For over 30 years, Milly Kivumbi Namirembe has been earning from baskets. This is her goldmine. 

She weaves them before selling them to exporters. She makes those that hold fruits, cutlery, and offertory plus wall decorations. She also makes tablemats and jewellery.

Namirembe uses materials from the environment to make baskets. 

These include; stems from banana leaves, which she dries into soft fibers. She also uses raffia (obuso in luganda). Raffia comes from the leaves of the raffia palm, which is common in forests across the country.

On how fibers are made, she says, after cutting down banana leaves, you remove the stem and dry it under mild sun for a few hours. 

Use a knife to split it into neat fiber also called enjulu in Luganda.

Thereafter, dry them and tie them in neat bundles. Then, they are ready for use. 

However, being in a town where banana leaves are scarce, Namirembe buys her fiber from Busega and Katwe markets. She is a resident of Makindye in Kampala.

“Those banana leaves vendors have the fibers.

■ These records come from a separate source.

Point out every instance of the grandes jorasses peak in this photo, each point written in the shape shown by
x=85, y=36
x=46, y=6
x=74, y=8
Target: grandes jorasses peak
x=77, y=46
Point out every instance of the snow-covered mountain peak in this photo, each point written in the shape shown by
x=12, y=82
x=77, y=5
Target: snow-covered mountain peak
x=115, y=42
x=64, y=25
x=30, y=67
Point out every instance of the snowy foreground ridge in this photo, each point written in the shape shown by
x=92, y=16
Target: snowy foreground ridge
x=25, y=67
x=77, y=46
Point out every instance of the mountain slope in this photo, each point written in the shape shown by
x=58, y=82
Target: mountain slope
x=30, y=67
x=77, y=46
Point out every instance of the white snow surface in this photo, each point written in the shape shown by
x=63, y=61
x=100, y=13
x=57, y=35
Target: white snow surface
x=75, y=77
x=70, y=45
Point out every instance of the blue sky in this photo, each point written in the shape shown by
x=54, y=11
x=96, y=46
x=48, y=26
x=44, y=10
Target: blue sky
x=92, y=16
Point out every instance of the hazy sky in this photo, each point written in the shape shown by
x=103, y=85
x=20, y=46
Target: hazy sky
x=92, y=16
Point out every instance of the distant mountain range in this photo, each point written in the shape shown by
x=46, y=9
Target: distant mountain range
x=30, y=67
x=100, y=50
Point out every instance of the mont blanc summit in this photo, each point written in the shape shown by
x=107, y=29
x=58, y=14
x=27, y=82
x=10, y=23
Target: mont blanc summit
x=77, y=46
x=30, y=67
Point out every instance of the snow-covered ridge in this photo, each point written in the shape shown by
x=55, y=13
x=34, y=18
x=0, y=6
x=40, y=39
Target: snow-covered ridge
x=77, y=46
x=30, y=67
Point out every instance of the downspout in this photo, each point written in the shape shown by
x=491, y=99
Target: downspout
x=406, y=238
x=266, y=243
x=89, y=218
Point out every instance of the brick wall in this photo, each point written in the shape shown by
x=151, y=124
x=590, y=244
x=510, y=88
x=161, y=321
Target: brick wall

They sell bundles from sh2,000. The one of sh10,000 can make me baskets worth sh300,000,” she says.

Meanwhile, Namirembe learnt this skill from her late mother who also picked it from her grandmother. Basket making was their main source of income. 

She currently trains two primary schools and works with Caritas organization, to train refugee groups in Kampala. She earns sh100, 000 a day. Schools pay her sh50, 000 for two hours of training.